Napolitano M, Comegna M, Succoio M, Leggiero E, Pastore L, Faraonio R, Cimino F, Passaro F - PLoS ONE (2014)

Bottom Line: Senescence-inducing stimuli are myriad and, recently, we and others have demonstrated the role exerted by microRNAs in the induction and maintenance of senescence, by the identification of a subset of Senescence-Associated microRNAs (SAmiRs) up-regulated during replicative or stress-induced senescence and able to induce a premature senescent phenotype when over-expressed in human primary cells.The expression profiles of selected candidates have been validated on replicative and stress-induced senescence and the targeting of the 3'UTRs was assessed by luciferase assay.Furthermore, we demonstrated that the over-expression of CDCA2 in human primary fibroblasts was able to partially counteract etoposide-induced senescence by mitigating the activation of DNA Damage Response.

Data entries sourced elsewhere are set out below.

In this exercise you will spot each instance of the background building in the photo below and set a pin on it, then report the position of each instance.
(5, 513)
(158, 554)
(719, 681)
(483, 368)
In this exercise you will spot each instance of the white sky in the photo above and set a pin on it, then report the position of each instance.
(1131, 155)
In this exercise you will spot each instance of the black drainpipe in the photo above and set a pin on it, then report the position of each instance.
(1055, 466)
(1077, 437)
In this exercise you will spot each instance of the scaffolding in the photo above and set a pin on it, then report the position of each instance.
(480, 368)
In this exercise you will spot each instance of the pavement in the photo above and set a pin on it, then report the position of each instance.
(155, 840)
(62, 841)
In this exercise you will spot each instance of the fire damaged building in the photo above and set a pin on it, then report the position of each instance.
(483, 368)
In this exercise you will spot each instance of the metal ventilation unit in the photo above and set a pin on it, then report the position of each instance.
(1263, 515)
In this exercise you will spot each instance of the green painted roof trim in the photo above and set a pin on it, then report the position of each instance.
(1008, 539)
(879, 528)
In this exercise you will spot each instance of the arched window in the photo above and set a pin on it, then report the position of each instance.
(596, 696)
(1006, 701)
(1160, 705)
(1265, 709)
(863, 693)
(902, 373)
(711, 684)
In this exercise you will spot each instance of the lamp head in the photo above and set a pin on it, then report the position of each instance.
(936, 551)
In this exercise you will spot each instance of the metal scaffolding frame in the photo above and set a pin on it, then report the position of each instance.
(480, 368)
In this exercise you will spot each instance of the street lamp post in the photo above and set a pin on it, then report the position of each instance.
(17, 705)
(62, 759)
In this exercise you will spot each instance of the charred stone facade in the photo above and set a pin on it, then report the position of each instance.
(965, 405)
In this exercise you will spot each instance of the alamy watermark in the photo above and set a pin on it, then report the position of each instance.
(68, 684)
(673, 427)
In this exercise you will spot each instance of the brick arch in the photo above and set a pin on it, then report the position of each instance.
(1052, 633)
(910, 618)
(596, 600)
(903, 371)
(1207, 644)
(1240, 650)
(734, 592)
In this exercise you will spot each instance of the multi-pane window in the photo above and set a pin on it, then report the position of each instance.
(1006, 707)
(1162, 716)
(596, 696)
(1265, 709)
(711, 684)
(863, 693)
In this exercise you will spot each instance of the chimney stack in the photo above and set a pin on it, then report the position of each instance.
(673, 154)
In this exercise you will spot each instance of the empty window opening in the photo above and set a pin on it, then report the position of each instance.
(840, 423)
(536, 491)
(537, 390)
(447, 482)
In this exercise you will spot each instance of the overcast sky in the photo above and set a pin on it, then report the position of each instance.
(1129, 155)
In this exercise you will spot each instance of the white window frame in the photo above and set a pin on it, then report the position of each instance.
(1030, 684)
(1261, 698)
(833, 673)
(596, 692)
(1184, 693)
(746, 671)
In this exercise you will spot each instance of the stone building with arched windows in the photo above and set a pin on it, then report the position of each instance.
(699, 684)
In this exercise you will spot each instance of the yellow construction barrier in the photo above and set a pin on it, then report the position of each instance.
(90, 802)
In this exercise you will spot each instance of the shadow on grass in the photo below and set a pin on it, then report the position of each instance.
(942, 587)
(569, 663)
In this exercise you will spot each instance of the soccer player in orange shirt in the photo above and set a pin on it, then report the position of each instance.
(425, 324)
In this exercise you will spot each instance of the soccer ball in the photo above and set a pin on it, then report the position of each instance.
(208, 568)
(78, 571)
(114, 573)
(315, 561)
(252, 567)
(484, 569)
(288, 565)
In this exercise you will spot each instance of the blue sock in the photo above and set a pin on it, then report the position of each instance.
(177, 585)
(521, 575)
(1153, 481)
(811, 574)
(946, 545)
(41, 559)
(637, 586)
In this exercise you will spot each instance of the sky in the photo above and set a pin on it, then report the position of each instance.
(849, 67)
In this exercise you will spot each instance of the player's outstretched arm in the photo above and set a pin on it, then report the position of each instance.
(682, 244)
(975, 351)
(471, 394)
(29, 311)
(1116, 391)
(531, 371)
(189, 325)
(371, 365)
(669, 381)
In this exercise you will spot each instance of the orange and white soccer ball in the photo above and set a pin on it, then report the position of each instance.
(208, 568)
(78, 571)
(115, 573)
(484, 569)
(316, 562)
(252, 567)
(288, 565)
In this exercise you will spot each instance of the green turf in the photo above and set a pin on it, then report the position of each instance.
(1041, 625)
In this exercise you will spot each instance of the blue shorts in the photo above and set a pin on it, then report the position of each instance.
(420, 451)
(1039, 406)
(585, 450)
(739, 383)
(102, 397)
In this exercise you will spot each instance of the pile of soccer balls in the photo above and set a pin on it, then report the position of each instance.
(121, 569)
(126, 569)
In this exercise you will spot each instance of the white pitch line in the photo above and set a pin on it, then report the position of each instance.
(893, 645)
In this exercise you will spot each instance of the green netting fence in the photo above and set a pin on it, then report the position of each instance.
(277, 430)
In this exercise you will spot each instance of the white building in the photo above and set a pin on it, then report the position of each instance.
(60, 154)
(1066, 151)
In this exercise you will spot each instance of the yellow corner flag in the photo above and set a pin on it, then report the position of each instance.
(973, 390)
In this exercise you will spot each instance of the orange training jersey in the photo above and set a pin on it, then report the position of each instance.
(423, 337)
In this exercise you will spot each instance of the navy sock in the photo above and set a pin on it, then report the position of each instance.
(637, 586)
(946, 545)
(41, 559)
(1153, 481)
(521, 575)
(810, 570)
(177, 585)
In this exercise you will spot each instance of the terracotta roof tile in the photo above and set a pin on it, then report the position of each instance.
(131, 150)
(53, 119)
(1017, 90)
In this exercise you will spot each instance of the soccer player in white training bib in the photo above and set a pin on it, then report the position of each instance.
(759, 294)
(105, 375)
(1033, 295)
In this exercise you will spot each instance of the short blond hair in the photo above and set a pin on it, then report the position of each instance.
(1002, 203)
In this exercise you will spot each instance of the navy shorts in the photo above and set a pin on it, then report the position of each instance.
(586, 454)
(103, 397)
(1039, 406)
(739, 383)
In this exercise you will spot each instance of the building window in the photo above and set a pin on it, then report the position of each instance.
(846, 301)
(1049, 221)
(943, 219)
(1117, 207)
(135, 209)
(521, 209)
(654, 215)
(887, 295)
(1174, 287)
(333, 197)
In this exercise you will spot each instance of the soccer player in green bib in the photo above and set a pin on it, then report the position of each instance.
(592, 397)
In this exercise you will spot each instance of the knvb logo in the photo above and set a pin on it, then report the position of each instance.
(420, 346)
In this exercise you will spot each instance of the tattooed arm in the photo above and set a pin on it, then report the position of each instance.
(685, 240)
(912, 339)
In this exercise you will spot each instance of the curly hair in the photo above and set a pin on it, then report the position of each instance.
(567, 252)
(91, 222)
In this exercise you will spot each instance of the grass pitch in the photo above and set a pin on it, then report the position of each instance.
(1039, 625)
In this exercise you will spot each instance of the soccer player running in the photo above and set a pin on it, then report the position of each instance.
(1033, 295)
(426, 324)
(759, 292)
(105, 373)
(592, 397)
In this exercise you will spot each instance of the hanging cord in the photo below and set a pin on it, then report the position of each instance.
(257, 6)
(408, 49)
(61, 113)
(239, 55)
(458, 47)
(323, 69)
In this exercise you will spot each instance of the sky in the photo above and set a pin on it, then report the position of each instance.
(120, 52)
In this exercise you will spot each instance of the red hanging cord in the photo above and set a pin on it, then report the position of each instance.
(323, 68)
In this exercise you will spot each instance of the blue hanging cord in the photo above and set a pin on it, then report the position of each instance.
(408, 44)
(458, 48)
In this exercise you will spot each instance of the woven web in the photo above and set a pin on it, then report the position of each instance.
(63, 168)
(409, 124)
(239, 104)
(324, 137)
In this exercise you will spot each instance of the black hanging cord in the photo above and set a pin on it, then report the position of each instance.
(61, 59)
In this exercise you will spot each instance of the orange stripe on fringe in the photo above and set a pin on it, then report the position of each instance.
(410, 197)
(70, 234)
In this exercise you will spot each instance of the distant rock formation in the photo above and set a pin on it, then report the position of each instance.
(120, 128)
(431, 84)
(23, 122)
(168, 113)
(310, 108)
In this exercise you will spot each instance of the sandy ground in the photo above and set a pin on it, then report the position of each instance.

View Article: PubMed Central - PubMed

Affiliation: IRCCS SDN Foundation, Naples, Italy.

ABSTRACT
In the last decades, cellular senescence is viewed as a complex mechanism involved in different processes, ranging from tumor suppression to induction of age-related degenerative alterations. Senescence-inducing stimuli are myriad and, recently, we and others have demonstrated the role exerted by microRNAs in the induction and maintenance of senescence, by the identification of a subset of Senescence-Associated microRNAs (SAmiRs) up-regulated during replicative or stress-induced senescence and able to induce a premature senescent phenotype when over-expressed in human primary cells. With the intent to find novel direct targets of two specific SAmiRs, SAmiR-494 and -486-5p, and cellular pathways which they are involved in, we performed a comparative analysis of gene expression profiles available in literature to select genes down-regulated upon replicative senescence of human primary fibroblasts. Among them, we searched for SAmiR's candidate targets by analyzing with different target prediction algorithms their 3'UTR for the presence of SAmiR-binding sites. The expression profiles of selected candidates have been validated on replicative and stress-induced senescence and the targeting of the 3'UTRs was assessed by luciferase assay. Results allowed us to identify Cell Division Cycle Associated 2 (CDCA2) and Inhibitor of DNA binding/differentiation type 4 (ID4) as novel targets of SAmiR-494 and SAmiR-486-5p, respectively. Furthermore, we demonstrated that the over-expression of CDCA2 in human primary fibroblasts was able to partially counteract etoposide-induced senescence by mitigating the activation of DNA Damage Response.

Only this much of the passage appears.